When gifting anything used, examine the item’s condition the best you can. Arrange to meet individual sellers in safe, public places. If you’re purchasing online, vet the website to ensure it’s trustworthy and secure. Check out the reviews or ratings of sellers you buy from.

Opportunities to find pre-owned presents are widespread. Here are seven places to shop for inexpensive gifts this holiday season.

7 Outlets to Find Used Gifts for Christmas

Destiny Washington (left) shops with her friend, Frankie Alvarez, at Goodwill 34th Street Superstore. Chris Zuppa/The Penny Hoarder

Some places you’ll discover great secondhand gifts (that won’t bust your budget) include:

1. Brick-and-Mortar Thrift Stores and Consignment Shops

Thrift store chains like Goodwill and the Salvation Army have a varied assortment of goods. Proceeds from sales go to community programs that support the nonprofits’ missions. 

You may find for-profit consignment shops in your area have a particular focus, like children’s clothing or men’s fashion.

2. Online Resale Retailers and Private Sellers

A woman holds a cell phone that is displaying the Poshmark app
Poshmark is an e-commerce website and mobile app where people can buy and sell used clothes, shoes and accessories. Chris Zuppa/The Penny Hoarder

Sites like Poshmark, Tradesy and ThredUp are great outlets to find clothing and accessories at a discount. 

Other e-commerce websites, like Facebook Marketplace, Craigslist, eBay and Mercari, have less of an online store interface. On these sites, private sellers post a variety of previously used products for sale, including toys, tech, furniture and home decor.

3. Yard Sales, Estate Sales or Flea Markets

Yard sales, estate sales and flea markets can include a great array of options You may even find a table of trinkets the seller is giving away for free. 

4. Public Libraries

Occasionally libraries will hold fundraisers where they’ll offer a selection of books for sale. You can find titles for only a couple bucks a pop. It’s a good opportunity to get something for the book lover in your life.

5. Pawn Shops

Disregard the negative reputation that pawn shops (often unfairly) have. This venue is popular for finding jewelry at low prices.
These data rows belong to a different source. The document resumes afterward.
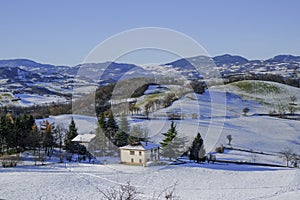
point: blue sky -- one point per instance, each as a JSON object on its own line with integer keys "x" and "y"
{"x": 64, "y": 32}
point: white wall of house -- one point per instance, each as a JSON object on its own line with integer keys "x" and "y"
{"x": 139, "y": 157}
{"x": 136, "y": 157}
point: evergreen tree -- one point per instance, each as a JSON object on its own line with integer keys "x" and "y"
{"x": 124, "y": 124}
{"x": 99, "y": 144}
{"x": 169, "y": 136}
{"x": 196, "y": 147}
{"x": 172, "y": 145}
{"x": 102, "y": 121}
{"x": 174, "y": 149}
{"x": 48, "y": 139}
{"x": 11, "y": 132}
{"x": 71, "y": 134}
{"x": 3, "y": 134}
{"x": 111, "y": 128}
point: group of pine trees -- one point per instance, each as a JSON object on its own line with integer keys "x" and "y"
{"x": 19, "y": 133}
{"x": 173, "y": 146}
{"x": 110, "y": 134}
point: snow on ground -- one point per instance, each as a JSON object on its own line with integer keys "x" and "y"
{"x": 84, "y": 124}
{"x": 34, "y": 99}
{"x": 215, "y": 120}
{"x": 193, "y": 181}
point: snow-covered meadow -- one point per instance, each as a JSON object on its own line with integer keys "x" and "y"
{"x": 219, "y": 113}
{"x": 193, "y": 181}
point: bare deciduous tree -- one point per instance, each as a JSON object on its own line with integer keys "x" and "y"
{"x": 288, "y": 155}
{"x": 129, "y": 192}
{"x": 229, "y": 138}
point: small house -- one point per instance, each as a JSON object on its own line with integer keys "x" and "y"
{"x": 84, "y": 139}
{"x": 140, "y": 154}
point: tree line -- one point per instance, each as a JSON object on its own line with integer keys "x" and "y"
{"x": 20, "y": 133}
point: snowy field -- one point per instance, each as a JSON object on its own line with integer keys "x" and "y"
{"x": 217, "y": 116}
{"x": 193, "y": 181}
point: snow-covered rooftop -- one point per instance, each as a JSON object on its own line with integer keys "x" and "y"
{"x": 144, "y": 146}
{"x": 85, "y": 138}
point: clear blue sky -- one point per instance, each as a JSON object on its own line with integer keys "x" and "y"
{"x": 65, "y": 31}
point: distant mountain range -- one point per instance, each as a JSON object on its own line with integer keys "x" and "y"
{"x": 20, "y": 75}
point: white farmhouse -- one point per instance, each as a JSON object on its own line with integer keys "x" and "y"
{"x": 140, "y": 154}
{"x": 84, "y": 139}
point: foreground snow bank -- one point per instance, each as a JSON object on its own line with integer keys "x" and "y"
{"x": 194, "y": 181}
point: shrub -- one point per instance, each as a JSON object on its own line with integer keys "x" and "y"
{"x": 220, "y": 149}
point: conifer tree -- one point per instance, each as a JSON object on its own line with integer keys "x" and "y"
{"x": 48, "y": 139}
{"x": 102, "y": 121}
{"x": 71, "y": 134}
{"x": 111, "y": 128}
{"x": 169, "y": 136}
{"x": 124, "y": 124}
{"x": 196, "y": 147}
{"x": 172, "y": 145}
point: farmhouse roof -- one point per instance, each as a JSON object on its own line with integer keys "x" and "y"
{"x": 84, "y": 138}
{"x": 142, "y": 146}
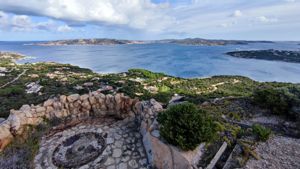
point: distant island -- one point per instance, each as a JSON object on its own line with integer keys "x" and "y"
{"x": 87, "y": 42}
{"x": 271, "y": 54}
{"x": 211, "y": 42}
{"x": 188, "y": 41}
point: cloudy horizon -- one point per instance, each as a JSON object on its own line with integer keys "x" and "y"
{"x": 149, "y": 19}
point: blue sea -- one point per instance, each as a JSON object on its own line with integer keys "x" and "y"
{"x": 173, "y": 59}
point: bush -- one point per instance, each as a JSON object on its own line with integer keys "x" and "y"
{"x": 10, "y": 91}
{"x": 186, "y": 126}
{"x": 261, "y": 132}
{"x": 281, "y": 101}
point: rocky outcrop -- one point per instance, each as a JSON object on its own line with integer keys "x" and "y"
{"x": 74, "y": 106}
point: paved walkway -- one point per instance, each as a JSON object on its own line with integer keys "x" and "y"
{"x": 108, "y": 145}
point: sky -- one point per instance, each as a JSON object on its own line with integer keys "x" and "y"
{"x": 27, "y": 20}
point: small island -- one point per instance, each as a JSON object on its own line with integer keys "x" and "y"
{"x": 87, "y": 42}
{"x": 271, "y": 54}
{"x": 212, "y": 42}
{"x": 187, "y": 41}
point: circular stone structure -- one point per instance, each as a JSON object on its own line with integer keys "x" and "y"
{"x": 78, "y": 150}
{"x": 94, "y": 144}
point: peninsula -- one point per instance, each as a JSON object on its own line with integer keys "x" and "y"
{"x": 187, "y": 41}
{"x": 271, "y": 54}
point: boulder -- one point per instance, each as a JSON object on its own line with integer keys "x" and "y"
{"x": 48, "y": 102}
{"x": 72, "y": 98}
{"x": 155, "y": 105}
{"x": 63, "y": 99}
{"x": 16, "y": 118}
{"x": 84, "y": 97}
{"x": 57, "y": 105}
{"x": 92, "y": 100}
{"x": 40, "y": 109}
{"x": 5, "y": 135}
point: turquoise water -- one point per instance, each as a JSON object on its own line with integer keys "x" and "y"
{"x": 178, "y": 60}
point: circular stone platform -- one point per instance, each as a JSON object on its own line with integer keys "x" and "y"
{"x": 110, "y": 144}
You can also find a great assortment of other merchandise — from DVDs to bikes to musical instruments.

6. Buy Nothing Groups

The Buy Nothing community (which connects neighbors via Facebook) provides an opportunity to find a gift that won’t cost you anything. Members of Buy Nothing groups post items they own that they choose to give away for free. 

Search Facebook to see if your community has an active group, and join to see what your neighbors are giving away.

7. Your Own Home

Regifting gets a bad rap, but it’s honestly no different than giving something from a secondhand retailer. The plus? You incur zero cost. 

Consider items you’ve barely or never used, like that waffle maker that’s still in the box from when you got married. Just don’t give someone a present they originally gave to you!

Nicole Dow is a senior writer at The Penny Hoarder.